Dans une lettre de cinq pages publiée par la revue scientifique The Lancet, un groupe de 216 médecins de toutes spécialités, issus de 33 pays allant de Cuba à l’Australie en passant par la Suède, l’Allemagne, le Sri Lanka, les Etats-Unis, la Grèce ou encore la Tunisie, dénonce avec vigueur la «torture» que subit selon eux le fondateur de Wikileaks Julian Assange. Ils lancent une alerte sur son état de santé et exigent «sa libération immédiate».
La torture d’Assange pourrait bien faciliter sa mort
Les auteurs de cette lettre, appartenant au collectif Doctors for Assange, n’ont pas eu l’occasion d’examiner personnellement Julian Assange mais ils revendiquent cette action au nom de leur obligation professionnelle et éthique de dénoncer la torture. «La torture d’Assange pourrait bien faciliter sa mort. Le silence doit être rompu», écrivent-ils.
L’état de santé du journaliste fait régulièrement l’objet d’alertes de la part de son équipe de défense et de sa famille. Les 216 médecins dénoncent en particulier les «violations continues des droits humains et juridiques de Julian Assange, aux mains des autorités judiciaires et pénitentiaires au cours de la procédure d’extradition». Ils pointent également son isolement 23 heures sur 24 dans sa cellule de la prison de haute sécurité de Belmarsh, près de Londres, et les grands obstacles que rencontrent ses avocats pour s’entretenir pour préparer sa défense. Les médecins rappellent que, pendant la première partie du procès en extradition, le 24 février, Assange «a été cantonné à un box en vitres pare-balles d’où il lui était impossible de suivre l’audience, on lui a refusé de s’entretenir avec ses avocats.
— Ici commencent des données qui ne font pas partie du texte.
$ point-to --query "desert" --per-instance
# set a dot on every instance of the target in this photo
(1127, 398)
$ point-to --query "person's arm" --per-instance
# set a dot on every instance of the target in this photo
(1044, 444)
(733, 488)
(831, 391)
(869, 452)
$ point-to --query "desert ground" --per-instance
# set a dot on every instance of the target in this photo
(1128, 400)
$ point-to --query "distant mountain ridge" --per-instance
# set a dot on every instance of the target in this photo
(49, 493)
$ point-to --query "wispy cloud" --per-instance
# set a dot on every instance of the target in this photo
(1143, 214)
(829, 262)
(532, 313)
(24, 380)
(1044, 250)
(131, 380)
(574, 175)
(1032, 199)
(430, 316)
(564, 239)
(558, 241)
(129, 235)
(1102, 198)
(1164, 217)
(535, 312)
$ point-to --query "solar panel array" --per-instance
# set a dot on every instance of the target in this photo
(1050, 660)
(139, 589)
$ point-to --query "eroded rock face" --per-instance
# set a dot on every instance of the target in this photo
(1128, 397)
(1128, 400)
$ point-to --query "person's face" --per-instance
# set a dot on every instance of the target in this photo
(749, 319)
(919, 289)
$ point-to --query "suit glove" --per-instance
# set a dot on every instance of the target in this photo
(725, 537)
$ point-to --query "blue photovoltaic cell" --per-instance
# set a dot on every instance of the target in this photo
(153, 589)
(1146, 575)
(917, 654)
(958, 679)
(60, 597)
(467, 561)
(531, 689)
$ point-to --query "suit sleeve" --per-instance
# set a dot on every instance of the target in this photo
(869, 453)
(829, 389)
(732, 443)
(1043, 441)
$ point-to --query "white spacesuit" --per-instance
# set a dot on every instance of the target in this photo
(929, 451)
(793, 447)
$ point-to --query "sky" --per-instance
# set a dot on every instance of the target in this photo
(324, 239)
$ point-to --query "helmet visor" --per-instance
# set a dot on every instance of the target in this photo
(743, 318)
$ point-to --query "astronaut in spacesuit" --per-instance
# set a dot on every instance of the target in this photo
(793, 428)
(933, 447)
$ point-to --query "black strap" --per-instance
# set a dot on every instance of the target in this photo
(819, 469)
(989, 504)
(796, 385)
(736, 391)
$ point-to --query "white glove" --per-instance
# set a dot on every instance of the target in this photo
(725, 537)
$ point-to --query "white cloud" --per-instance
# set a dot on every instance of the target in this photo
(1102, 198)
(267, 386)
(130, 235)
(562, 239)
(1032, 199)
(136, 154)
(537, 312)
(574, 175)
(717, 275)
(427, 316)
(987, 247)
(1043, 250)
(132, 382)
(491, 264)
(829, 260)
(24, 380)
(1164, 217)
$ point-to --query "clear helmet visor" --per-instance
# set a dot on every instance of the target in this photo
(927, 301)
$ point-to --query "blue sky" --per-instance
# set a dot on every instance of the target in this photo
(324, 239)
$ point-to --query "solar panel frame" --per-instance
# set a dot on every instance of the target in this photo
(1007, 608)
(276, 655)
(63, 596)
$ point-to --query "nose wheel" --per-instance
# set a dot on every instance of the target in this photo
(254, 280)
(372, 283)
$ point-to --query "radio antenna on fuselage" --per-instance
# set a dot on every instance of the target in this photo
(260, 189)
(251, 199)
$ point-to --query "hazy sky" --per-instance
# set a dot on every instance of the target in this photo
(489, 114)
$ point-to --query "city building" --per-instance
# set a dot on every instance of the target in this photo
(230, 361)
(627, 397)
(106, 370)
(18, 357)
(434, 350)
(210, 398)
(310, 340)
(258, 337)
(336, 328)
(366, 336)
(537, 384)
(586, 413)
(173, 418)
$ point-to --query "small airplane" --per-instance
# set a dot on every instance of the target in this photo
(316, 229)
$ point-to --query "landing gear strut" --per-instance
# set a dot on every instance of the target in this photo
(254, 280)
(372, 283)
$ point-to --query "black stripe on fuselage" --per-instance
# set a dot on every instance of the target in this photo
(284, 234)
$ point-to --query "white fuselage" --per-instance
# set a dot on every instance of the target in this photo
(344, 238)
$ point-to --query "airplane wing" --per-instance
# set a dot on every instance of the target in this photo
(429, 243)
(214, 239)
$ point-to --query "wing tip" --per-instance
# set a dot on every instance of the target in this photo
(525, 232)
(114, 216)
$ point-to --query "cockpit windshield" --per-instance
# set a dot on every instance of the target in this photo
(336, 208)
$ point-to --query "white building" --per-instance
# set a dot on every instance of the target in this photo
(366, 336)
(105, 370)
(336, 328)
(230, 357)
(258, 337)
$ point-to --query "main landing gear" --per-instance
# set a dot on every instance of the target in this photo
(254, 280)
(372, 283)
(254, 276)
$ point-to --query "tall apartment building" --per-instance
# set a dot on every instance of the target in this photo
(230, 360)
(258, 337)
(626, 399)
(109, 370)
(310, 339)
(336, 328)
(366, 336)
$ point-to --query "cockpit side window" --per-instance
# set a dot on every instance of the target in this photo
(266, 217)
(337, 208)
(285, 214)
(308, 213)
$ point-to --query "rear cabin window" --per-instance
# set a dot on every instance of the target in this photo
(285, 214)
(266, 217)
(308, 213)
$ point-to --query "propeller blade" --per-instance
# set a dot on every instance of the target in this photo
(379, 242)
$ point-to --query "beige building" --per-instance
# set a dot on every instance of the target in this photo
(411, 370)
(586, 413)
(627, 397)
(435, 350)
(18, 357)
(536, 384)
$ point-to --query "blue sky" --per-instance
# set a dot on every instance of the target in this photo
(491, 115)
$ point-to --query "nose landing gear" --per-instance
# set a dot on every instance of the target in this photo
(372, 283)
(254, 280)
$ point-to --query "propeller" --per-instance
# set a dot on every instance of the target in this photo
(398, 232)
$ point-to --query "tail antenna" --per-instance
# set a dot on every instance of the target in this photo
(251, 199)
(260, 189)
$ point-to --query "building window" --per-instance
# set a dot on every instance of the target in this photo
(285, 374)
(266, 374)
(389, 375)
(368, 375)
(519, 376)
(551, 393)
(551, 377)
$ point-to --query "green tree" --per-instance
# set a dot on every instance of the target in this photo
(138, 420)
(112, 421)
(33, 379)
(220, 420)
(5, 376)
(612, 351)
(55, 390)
Il a été fouillé à nu, menotté onze fois, déplacé dans onze cellules différentes et certains documents confidentiels de sa défense ont été saisis».
«Détruire la personnalité de l’individu»
En outre, Julian Assange, comme tous ses co-détenus, n’a pas pu recevoir de visite de ses proches durant toute la durée de la crise sanitaire. «L’isolation et une stimulation insuffisante sont des techniques de tortures majeures, capables de déclencher un désespoir important, de la désorientation, de la déstabilisation et la désintégration de fonctions mentales et psychologiques cruciales», décrivent les médecins signataires de la lettre. Ils dénoncent à cet égard le refus de la justice britannique d’accorder une libération conditionnelle au journaliste afin de le protéger de la pandémie de Covid-19, particulièrement virulente en milieu carcéral, d’autant plus, rappellent-ils, que le journaliste «souffre d’insuffisance respiratoire chronique», le rendant encore plus vulnérable. «Assange court un risque important de contracter le coronavirus et d’y succomber», affirment les auteurs de la lettre.
[Assange présente] tous les symptômes typiques d’une personne soumise à une torture psychologique
„Should #Assange die in a #UK prison, as #SRTorture has warned, he will effectively have been tortured to death. The medical profession cannot afford to stand silently by, on the wrong side of #Torture & history, while such a travesty unfolds.“ Thanks @TheLancet@Doctors4Assangehttps://t.co/kBOww7DIpb
— Nils Melzer (@NilsMelzer) June 26, 2020
Les signataires de la lettre s’appuient également sur les travaux de Nils Melzer, rapporteur spécial des Nations Unies sur la torture, qui avait rendu visite à Julian Assange en prison, accompagné de deux experts médicaux spécialisés dans l’évaluation de la torture en mai 2019. Le diagnostic était formel : Assange présentait «tous les symptômes typiques d’une personne soumise à une torture psychologique». Une torture qui selon Nils Melzer vise à «détruire la personnalité de l’individu». «Du point de vue médical, les risques pour la vie et la santé de Julian Assange n’ont pu qu’augmenter «de manière aiguë depuis les avertissements du professeur Melzer», ajoutent les médecins signataires.
La publication du texte intervient deux jours après que la justice étasunienne a annoncé un renforcement de l’accusation qui pèse sur Julian Assange. Wikileaks a commenté l’information la qualifiant de «nouvelle tentative pathétique du [département américain de la Justice] de tromper le public». Et les médecins signataires ne sont pas dupes. Cette annonce constitue «une escalade dans les tactiques de torture psychologique», a dénoncé l’une des signataires de la lettre, Lissa Johnson, psychiatre australienne, dans un communiqué. «Continuer de détenir Assange dans ces conditions revient à torturer un éditeur et un journaliste», concluent les médecins dans le Lancet. 60 d’entre eux avaient déjà dénoncé la situation de l’Australien en novembre 2019.